Sensation: Protein aus Gras – bald auch für die menschliche Ernährung?

Sensation: Protein aus Gras – bald auch für die menschliche Ernährung?

16.05.2024

Veganer:innen essen nur Gras? Was bisher ein abfällig ausgesprochenes Klischee war, könnte in Zukunft eiweißreiche Wirklichkeit werden: Ein innovativer österreichischer Umweltexperte beschäftigt sich mit der Gewinnung von Proteinen aus Gras für die menschliche Ernährung. Dadurch könnte Grünland in Österreich in Zukunft effizienter genutzt werden.

Aus Gras wird Protein

Eine Kuh bringt ausgewachsen mehrere hundert Kilo auf die Waage. Dabei besteht ihr Futter aus Gras und Heu – die Nährstoffe aus den grünen Halmen reichen dafür aus, dass die Kuh gesund zu ihrer vollen Größe heranwächst. Könnte man dieselben Nährstoffe dann nicht auch für Menschen nutzbar machen? Der Umwelt- und Energieexperte Martin Mandl hat sich diese Frage schon vor Jahren gestellt und ist der Antwort mit seinen Forschungen im Bereich der Bioraffination inzwischen ein großes Stück näher gekommen. In einer Bioraffinerie werden die gewünschten Stoffe aus der zugrundeliegenden Biomasse isoliert. Im Fall von Martin Mandls EU-Life-Projekt „farm4more“ im Waldviertel handelt es sich dabei um die Extraktion von Aminosäuren (also den Bausteinen für Proteine) aus biozertifiziertem Kleegras. Dabei wird die gesamte Biomasse verwendet und es entsteht kein Abfall, denn nach der Extraktion werden die Reste zu Biogas umgewandelt.

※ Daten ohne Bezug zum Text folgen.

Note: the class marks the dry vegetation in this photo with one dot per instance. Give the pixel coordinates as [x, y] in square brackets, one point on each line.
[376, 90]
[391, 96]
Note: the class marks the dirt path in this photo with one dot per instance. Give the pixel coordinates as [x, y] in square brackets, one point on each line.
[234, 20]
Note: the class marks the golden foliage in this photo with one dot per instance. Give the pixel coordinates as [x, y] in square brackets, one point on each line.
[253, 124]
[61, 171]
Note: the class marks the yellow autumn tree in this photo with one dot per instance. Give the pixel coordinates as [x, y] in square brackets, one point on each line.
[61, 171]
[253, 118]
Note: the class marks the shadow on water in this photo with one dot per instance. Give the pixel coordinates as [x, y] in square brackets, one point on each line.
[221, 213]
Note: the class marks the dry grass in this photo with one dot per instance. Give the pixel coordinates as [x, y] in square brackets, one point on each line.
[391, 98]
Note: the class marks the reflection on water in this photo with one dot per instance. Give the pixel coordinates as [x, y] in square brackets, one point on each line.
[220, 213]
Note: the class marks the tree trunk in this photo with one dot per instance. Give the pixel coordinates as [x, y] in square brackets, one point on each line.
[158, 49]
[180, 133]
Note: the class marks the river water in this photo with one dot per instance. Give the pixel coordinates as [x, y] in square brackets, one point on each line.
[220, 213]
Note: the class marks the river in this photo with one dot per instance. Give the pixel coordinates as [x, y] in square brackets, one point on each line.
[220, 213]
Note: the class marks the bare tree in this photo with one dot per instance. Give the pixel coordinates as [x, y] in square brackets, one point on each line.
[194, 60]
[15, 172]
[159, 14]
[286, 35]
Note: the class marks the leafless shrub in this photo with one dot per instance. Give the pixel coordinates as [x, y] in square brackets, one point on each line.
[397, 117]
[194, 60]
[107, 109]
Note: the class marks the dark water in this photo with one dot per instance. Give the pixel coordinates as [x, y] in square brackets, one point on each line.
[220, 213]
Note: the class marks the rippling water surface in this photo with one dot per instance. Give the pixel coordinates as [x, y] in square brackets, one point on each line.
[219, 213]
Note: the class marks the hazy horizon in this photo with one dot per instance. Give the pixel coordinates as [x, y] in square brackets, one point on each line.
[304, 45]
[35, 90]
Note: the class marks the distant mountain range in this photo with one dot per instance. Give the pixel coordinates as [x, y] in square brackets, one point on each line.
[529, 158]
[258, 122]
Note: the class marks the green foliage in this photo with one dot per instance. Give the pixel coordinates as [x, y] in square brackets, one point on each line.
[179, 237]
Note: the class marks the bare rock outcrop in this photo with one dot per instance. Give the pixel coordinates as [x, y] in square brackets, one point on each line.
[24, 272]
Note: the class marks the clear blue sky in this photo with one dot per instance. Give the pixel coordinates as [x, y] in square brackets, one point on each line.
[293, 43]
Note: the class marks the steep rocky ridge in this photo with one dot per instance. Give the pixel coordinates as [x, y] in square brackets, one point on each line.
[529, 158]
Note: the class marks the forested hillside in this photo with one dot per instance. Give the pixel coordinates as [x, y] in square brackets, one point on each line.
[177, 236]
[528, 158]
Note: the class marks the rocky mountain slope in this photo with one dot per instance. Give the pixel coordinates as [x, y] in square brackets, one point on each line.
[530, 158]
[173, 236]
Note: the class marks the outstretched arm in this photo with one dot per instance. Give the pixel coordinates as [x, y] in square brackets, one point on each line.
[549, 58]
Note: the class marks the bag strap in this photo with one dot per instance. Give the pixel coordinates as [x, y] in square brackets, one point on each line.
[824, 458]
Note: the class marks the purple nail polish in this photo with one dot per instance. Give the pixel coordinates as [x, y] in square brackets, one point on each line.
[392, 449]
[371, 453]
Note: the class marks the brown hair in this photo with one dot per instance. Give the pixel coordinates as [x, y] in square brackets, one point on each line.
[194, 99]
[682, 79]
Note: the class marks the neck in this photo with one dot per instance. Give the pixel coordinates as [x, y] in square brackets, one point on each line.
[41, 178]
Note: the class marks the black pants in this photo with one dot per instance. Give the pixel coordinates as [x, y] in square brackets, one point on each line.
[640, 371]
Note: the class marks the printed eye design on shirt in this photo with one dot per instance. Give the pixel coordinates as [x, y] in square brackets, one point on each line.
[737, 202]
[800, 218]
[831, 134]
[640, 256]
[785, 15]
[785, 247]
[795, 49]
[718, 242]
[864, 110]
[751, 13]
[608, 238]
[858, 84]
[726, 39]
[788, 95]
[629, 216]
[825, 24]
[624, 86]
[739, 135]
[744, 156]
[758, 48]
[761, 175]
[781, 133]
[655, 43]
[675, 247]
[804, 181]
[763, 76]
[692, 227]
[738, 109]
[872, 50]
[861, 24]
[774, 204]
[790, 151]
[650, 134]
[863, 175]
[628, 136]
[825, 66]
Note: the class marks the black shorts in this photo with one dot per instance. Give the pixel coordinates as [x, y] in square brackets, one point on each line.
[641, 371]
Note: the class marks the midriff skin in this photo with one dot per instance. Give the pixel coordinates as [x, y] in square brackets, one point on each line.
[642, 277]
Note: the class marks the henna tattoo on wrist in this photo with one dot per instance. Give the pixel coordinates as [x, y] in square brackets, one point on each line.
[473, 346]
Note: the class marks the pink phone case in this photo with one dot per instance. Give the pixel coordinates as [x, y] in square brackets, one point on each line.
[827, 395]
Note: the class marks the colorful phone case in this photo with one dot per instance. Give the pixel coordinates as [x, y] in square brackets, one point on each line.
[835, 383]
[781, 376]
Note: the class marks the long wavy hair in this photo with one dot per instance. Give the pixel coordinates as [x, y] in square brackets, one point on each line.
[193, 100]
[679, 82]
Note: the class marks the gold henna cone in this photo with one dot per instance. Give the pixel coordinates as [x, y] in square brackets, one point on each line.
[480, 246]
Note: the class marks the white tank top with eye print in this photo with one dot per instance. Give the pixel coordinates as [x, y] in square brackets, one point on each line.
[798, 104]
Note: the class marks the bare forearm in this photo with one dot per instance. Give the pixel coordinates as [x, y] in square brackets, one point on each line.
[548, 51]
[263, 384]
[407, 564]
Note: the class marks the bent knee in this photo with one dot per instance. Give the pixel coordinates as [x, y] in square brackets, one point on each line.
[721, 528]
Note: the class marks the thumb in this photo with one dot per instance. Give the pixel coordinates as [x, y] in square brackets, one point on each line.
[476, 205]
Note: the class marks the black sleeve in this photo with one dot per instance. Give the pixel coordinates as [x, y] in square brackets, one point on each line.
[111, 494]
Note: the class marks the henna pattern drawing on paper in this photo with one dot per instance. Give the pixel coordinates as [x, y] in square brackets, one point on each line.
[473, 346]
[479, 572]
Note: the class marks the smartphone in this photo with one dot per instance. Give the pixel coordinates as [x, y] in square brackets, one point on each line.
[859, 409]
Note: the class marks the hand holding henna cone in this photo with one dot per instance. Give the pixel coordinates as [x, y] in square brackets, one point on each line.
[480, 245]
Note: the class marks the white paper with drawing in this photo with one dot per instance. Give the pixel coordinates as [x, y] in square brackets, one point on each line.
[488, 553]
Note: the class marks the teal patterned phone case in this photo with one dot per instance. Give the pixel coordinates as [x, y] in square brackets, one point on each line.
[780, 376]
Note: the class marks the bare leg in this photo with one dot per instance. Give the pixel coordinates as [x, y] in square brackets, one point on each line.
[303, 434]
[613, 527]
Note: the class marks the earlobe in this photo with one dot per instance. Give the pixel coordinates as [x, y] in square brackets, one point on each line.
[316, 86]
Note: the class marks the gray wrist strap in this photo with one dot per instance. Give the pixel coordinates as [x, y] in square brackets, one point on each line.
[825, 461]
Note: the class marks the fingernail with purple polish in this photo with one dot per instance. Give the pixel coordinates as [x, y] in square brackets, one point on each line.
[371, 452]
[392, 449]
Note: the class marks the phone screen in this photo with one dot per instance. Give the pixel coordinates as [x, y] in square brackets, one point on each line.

Auch in anderen europäischen Ländern wie Dänemark, Finnland, den Niederlanden und Irland wird bereits mit ähnlichen Herstellungsverfahren experimentiert. Aminosäuren-Extrakte sind natürlich nur die Basis für Produkte, die in den Supermarktregalen landen könnten. Christoph Geil, ein findiger deutscher Landwirt, experimentiert ebenfalls mit Proteinen aus Gras und hat daraus bereits Produkte wie Käse, Fleischlaibchen und Currywurst hergestellt.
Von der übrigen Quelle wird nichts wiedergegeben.